O nly with the Earl of Hardwicke's Marriage Act of 1754 did marriage in England come to be regulated by law. In the New England colonies, marriages were performed by justices of the peace or other magistrates from the beginning. But even then common-law unions were valid.
In the 20th century, however, government has intruded upon the marriage contract, among many others. Each state has tended to promulgate a standard, one-size-fits-all formula. Then, in the past generation, legislatures and courts have started unilaterally changing the terms of the marriage contract. Between 1969 and 1985 all the states provided for no-fault divorce. The new arrangements applied not just to couples embarking on matrimony but also to couples who had married under an earlier set of rules. Many people felt a sense of liberation; the changes allowed them to get out of unpleasant marriages without the often contrived allegations of fault previously required for divorce. But some people were hurt by the new rules, especially women who had understood marriage as a partnership in which one partner would earn money and the other would forsake a career in order to specialize in homemaking.

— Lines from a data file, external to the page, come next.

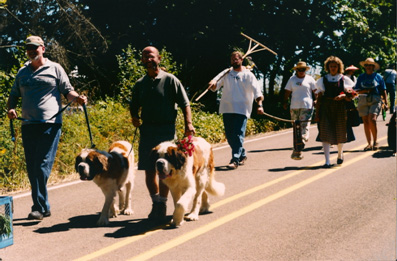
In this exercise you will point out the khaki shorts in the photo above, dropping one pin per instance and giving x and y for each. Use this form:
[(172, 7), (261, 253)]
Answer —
[(370, 104)]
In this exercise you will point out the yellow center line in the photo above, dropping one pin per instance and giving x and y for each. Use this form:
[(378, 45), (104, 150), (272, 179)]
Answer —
[(223, 220)]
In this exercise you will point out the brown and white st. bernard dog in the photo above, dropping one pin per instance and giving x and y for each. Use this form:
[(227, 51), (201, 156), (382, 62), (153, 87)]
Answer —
[(114, 173), (189, 178)]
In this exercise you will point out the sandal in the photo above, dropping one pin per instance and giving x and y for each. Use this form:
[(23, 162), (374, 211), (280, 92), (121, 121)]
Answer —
[(369, 147)]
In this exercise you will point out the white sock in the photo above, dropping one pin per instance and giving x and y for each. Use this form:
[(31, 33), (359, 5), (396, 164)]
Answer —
[(327, 152), (340, 151), (162, 199), (155, 198)]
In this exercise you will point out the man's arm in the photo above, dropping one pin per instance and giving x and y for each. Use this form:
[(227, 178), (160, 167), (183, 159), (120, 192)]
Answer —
[(11, 105), (287, 93), (80, 99), (260, 105)]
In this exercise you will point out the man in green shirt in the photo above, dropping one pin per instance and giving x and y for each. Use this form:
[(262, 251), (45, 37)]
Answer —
[(154, 109)]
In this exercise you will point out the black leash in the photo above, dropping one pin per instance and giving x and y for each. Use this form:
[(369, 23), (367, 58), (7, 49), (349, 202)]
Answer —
[(133, 140), (88, 125)]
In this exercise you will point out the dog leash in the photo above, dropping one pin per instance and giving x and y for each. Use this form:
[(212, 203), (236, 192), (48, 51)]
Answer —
[(88, 125), (133, 140)]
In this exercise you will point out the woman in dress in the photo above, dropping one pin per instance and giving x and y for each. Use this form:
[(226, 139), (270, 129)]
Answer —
[(334, 89), (370, 86)]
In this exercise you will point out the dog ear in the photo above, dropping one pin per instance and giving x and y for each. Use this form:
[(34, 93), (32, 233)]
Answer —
[(153, 156), (101, 162), (177, 157), (77, 162)]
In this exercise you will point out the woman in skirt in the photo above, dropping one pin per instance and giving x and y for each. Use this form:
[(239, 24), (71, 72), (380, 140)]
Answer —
[(333, 90)]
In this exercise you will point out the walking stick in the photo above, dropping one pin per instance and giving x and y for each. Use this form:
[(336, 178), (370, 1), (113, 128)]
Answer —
[(249, 51)]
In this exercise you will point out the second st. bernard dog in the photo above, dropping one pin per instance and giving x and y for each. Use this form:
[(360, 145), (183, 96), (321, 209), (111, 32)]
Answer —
[(189, 178), (114, 173)]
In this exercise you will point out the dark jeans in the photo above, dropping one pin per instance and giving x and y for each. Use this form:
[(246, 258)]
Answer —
[(391, 91), (40, 142), (235, 126)]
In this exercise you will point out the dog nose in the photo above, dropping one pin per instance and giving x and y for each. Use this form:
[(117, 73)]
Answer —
[(160, 165), (80, 168)]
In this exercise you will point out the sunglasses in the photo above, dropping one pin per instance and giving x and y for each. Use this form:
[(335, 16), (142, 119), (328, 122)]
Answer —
[(31, 47)]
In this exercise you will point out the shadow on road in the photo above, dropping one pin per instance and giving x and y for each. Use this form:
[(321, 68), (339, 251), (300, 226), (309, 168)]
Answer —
[(87, 221), (295, 168), (138, 227), (383, 152)]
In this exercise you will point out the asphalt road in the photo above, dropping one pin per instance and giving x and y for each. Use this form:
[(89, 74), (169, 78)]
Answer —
[(275, 208)]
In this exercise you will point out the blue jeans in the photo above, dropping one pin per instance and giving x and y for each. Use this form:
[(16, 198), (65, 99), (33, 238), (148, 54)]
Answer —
[(235, 126), (391, 91), (40, 142)]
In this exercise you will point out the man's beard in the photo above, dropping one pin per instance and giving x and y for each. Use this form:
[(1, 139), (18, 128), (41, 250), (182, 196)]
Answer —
[(236, 65), (36, 58)]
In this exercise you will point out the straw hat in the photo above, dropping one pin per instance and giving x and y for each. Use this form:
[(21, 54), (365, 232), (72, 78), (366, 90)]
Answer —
[(370, 61), (301, 65), (34, 40), (352, 68)]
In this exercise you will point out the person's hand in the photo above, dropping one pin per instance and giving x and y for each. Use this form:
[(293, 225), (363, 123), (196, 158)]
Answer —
[(12, 114), (189, 130), (81, 99), (340, 97), (212, 85), (136, 122)]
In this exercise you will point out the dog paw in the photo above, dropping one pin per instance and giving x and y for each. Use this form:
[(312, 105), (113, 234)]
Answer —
[(102, 222), (192, 217), (128, 212), (177, 223)]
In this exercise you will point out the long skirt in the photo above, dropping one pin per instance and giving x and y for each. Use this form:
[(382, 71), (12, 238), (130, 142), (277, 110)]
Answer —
[(333, 118)]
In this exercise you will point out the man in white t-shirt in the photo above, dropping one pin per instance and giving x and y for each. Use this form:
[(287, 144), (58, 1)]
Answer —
[(301, 88), (240, 89)]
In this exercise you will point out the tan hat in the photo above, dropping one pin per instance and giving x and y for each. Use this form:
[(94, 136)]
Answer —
[(370, 61), (301, 65), (352, 68), (34, 40)]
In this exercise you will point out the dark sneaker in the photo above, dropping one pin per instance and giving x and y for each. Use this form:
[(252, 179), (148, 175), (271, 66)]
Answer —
[(242, 160), (35, 215), (296, 155), (159, 212), (232, 165)]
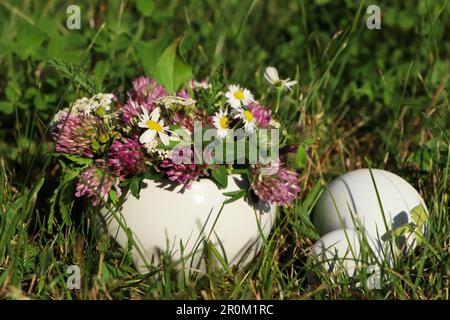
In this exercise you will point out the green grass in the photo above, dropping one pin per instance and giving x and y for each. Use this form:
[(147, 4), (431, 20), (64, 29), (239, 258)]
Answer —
[(380, 95)]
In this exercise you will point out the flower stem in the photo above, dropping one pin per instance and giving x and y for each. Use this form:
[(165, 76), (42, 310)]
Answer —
[(278, 100)]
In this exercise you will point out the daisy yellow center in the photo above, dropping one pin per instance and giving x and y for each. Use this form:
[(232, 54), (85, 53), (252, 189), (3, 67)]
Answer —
[(248, 116), (239, 94), (153, 125), (224, 122)]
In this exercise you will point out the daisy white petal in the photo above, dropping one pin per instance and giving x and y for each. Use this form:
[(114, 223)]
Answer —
[(147, 137)]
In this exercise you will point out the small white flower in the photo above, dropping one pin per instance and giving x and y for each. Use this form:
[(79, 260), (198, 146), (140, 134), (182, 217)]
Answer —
[(249, 121), (154, 127), (221, 122), (271, 75), (237, 96), (102, 100)]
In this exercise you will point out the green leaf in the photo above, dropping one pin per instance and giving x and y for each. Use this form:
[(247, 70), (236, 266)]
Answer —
[(234, 195), (149, 52), (100, 70), (300, 158), (135, 187), (78, 160), (6, 107), (146, 7), (419, 215), (220, 176), (171, 71)]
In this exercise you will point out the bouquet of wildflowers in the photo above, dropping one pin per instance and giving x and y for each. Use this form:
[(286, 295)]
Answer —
[(204, 130)]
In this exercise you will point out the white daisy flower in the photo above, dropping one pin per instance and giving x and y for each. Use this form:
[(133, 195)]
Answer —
[(249, 121), (271, 75), (221, 122), (237, 96), (154, 127)]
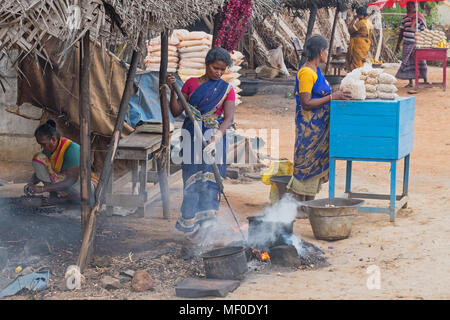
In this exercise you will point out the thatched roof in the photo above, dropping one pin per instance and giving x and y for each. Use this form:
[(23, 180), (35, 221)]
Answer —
[(308, 4), (28, 24)]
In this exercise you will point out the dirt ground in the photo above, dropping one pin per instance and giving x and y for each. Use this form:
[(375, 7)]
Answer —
[(411, 254)]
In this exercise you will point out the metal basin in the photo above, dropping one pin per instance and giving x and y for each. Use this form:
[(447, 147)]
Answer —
[(229, 263), (331, 219), (264, 234)]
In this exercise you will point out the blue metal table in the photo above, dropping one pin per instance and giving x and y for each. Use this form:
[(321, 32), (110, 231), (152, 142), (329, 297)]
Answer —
[(376, 131)]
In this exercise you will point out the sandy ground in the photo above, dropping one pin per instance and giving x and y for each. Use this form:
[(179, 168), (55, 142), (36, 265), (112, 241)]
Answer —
[(410, 255)]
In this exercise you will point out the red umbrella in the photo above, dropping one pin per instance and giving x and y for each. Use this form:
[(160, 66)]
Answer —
[(381, 4), (390, 3)]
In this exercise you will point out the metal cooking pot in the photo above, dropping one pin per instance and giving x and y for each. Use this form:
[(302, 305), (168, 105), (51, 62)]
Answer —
[(264, 234)]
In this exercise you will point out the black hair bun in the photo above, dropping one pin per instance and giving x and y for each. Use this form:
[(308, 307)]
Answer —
[(51, 123)]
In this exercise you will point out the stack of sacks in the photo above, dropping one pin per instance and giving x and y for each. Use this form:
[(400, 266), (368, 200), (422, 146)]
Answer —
[(232, 74), (370, 78), (386, 86), (429, 38), (193, 48), (378, 84), (153, 59)]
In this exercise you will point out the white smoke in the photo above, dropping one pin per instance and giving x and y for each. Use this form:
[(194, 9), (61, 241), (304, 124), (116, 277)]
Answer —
[(284, 212)]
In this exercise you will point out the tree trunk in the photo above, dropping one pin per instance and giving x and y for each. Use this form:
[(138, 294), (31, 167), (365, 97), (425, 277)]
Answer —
[(311, 22), (330, 48), (89, 233), (85, 133)]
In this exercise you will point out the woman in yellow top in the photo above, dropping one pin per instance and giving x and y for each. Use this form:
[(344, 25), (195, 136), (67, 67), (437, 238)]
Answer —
[(360, 35), (313, 95)]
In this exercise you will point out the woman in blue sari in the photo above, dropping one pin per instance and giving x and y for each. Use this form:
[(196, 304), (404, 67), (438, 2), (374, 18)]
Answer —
[(313, 95), (212, 102)]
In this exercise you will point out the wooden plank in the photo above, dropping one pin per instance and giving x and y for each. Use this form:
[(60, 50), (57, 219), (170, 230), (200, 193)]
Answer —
[(85, 134), (374, 196), (132, 154), (140, 140), (361, 130), (119, 183), (154, 191), (163, 161), (125, 200), (362, 147)]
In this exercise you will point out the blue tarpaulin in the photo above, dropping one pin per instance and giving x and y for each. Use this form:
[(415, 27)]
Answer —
[(145, 104), (37, 281)]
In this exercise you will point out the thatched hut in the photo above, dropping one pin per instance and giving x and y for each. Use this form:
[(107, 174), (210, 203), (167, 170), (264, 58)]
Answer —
[(57, 33)]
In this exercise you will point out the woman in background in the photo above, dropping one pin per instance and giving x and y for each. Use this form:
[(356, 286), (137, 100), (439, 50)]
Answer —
[(410, 24), (212, 101), (313, 95), (57, 166), (360, 30)]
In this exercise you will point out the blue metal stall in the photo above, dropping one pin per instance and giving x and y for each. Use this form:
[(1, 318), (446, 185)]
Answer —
[(372, 130)]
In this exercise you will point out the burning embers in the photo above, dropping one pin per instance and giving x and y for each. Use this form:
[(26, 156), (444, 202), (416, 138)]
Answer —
[(259, 255)]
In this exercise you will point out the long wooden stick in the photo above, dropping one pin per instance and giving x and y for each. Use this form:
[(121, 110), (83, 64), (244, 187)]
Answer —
[(85, 134), (198, 133), (311, 22), (162, 162), (88, 235)]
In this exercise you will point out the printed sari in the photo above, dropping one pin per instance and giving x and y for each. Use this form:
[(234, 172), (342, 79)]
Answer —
[(201, 196), (311, 159), (359, 47), (407, 70)]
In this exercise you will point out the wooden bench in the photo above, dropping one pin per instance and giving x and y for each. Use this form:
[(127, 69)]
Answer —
[(139, 148)]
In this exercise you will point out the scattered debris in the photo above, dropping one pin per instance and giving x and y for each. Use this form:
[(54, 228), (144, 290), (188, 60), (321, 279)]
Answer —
[(128, 273), (111, 283), (199, 288), (285, 256)]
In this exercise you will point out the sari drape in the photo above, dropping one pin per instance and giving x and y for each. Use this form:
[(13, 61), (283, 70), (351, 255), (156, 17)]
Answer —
[(201, 197), (311, 159)]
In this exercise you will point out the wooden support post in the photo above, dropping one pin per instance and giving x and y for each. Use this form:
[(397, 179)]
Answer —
[(85, 133), (89, 233), (333, 32), (251, 48), (164, 154), (311, 22)]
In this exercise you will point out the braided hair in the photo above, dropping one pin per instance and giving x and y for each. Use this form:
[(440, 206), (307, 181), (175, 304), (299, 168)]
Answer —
[(48, 130)]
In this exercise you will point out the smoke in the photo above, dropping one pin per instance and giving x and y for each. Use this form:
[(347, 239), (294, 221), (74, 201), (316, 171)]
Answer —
[(283, 211), (276, 227)]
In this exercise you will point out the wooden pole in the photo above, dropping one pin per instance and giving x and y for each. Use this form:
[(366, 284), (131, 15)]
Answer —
[(333, 32), (162, 162), (89, 233), (311, 22), (251, 48), (85, 133), (216, 23)]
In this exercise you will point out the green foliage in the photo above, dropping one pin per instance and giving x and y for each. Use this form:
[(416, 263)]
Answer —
[(393, 19)]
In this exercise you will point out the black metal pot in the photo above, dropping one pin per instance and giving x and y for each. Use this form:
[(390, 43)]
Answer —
[(264, 234), (249, 86)]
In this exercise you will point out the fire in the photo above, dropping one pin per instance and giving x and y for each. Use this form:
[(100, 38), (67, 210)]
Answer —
[(243, 227), (265, 256), (262, 256)]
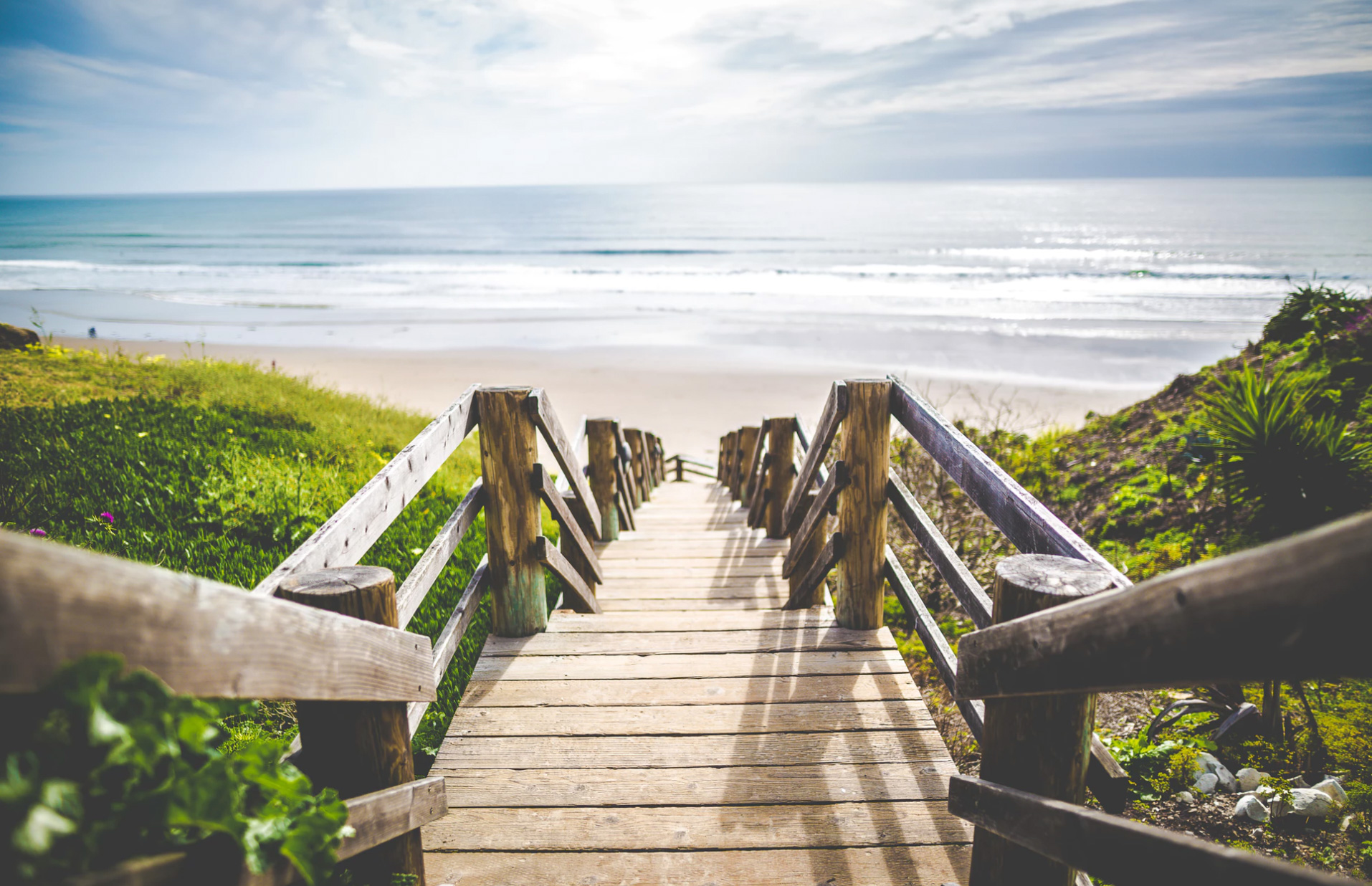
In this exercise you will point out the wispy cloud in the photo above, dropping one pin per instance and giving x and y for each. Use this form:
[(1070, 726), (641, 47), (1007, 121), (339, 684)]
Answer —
[(366, 92)]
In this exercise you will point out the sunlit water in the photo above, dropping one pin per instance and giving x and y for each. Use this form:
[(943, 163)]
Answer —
[(1079, 283)]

Privatization of religion--better known as the separation of church and state--was our founders' prescription for avoiding Europe's religious wars. Americans may think each other headed for hell, but we keep our religious views at the level of private proselytizing and don't fight to impose one religion by force of law. Other social conflicts can likewise be depoliticized and somewhat defused if we keep them out of the realm of government. If all arts funding were private (as 99 percent of it already is), for instance, we wouldn't have members of Congress debating Robert Mapplethorpe's photographs or the film The Watermelon Woman.
So why not privatize marriage? Make it a private contract between two individuals. If they wanted to contract for a traditional breadwinner/homemaker setup, with specified rules for property and alimony in the event of divorce, they could do so. Less traditional couples could keep their assets separate and agree to share specified expenses. Those with assets to protect could sign prenuptial agreements that courts would respect. Marriage contracts could be as individually tailored as other contracts are in our diverse capitalist world. For those who wanted a standard one-size-fits-all contract, that would still be easy to obtain. Wal-Mart could sell books of marriage forms next to the standard rental forms. Couples would then be spared the surprise discovery that outsiders had changed their contract without warning. Individual churches, synagogues, and temples could make their own rules about which marriages they would bless.
And what of gay marriage? Privatization of the institution would allow gay people to marry the way other people do: individually, privately, contractually, with whatever ceremony they might choose in the presence of family, friends, or God. Gay people are already holding such ceremonies, of course, but their contracts are not always recognized by the courts and do not qualify them for the 1049 federal laws that the General Accounting Office says recognize marital status. Under a privatized system of marriage, courts and government agencies would recognize any couple's contract--or, better yet, eliminate whatever government-created distinction turned on whether a person was married or not.
Marriage is an important institution. The modern mistake is to think that important things must be planned, sponsored, reviewed, or licensed by the government. The two sides in the debate over gay marriage share an assumption that is essentially collectivist. Instead of accepting either view, let's get the government out of marriage and allow individuals to make their own marriage contracts, as befits a secular, individualist republic at the dawn of the information age.
David Boaz is the author of Libertarianism: A Primer and editor of The Libertarian Reader.